I am young and life is long and there is time to kill today.

Wednesday, January 28, 2009

My First Day As A Substitute Babysitter

I guess I figured I was mildly prepared for my first day of substitute teaching solely based on my babysitting experience.  No one else seemed to support this claim, seeing as how I have zero teaching experience unless you count my stint as an after-school Mad Scientist, where I was regularly unable to both factually answer questions or execute simple experiments until I got fired. But, I felt supremely confident that substitute teaching involved an introduction and several videocassettes (or DVDs, depending on the school district). 

However, subbing was, to my surprise, so much like babysitting it was a breeze.  It did involve more actual teaching that I expected, but it really just turned out to be several hours of arguing with 3rd graders about what their teacher does and doesn't let them do every Tuesday.  I had a sneaking suspicion that Mrs. Rikena doesn't typically let her students sit on the floor under their desks in lieu of chairs. Or spend the entire day making origami cranes that are missing heads, (only because she hasn't learned that part yet).  Or erase words from a sentence I'm currently writing on the board because it's her job.  But what do I know? I'm not in 3rd grade anymore. 

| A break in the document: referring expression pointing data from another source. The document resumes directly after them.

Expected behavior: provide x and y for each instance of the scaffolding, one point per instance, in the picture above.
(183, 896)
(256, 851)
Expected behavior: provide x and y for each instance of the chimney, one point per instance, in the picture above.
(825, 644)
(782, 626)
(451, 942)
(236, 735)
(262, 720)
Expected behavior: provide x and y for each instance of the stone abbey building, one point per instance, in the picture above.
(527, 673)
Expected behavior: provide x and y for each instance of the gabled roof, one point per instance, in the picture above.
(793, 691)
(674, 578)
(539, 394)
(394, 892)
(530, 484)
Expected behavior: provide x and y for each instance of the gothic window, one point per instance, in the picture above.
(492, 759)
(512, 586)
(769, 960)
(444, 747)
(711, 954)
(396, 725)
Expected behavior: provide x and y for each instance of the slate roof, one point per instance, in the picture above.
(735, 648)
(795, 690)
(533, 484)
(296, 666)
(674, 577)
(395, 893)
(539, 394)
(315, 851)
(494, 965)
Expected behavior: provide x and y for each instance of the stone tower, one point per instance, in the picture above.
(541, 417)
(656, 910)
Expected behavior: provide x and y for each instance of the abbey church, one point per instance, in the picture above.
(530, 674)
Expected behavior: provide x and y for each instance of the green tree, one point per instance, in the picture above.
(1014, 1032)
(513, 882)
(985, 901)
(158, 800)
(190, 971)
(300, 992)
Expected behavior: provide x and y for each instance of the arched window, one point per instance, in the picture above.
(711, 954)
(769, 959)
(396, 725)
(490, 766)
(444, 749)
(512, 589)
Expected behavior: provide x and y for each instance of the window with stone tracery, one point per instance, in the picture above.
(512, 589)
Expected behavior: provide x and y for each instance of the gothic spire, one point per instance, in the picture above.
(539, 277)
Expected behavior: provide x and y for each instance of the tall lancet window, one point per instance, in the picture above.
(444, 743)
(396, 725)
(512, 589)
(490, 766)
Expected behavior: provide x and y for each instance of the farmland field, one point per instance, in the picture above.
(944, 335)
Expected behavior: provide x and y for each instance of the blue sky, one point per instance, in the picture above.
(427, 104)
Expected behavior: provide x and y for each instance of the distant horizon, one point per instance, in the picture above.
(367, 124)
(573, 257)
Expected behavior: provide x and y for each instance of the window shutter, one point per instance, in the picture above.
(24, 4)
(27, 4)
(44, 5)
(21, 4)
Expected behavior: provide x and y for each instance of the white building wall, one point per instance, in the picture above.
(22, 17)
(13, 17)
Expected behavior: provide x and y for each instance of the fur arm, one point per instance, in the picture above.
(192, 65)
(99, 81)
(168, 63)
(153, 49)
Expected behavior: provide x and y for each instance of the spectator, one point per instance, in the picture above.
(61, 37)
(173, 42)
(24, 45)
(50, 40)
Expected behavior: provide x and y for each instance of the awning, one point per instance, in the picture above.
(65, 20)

Despite the part where another teacher had to come and quiet down my screaming class, I think things went relatively well.  

There was also the part where we were using adjectives to describe things in the room and one student wrote the words "big,"  "blonde hair," and "heart necklace," to describe me.  So maybe I didn't clearly explain what adjectives were.  My bad.  

And the part when the math lesson was completely beyond me so we just built structures out of straws and twist ties until it got too out of control.  That wasn't my fault, all the plan said was "explain pyramids and build them." Oops.

The best part of the day was when I found that the agenda left by the teacher had scheduled for a Power Hour at 2:30.  It wasn't until later that I found out this was an the hour of the day in which other children from all over the school joined my class, doubling it in size, and tried to fill out worksheets far beyond their intellectual capabilities. This resulted in me explaining how to figure out each word problem at least thirty times.  

Somehow, I have to say I would rather spend an hour drinking a shot of beer every minute than explaining word problems to 3rd graders.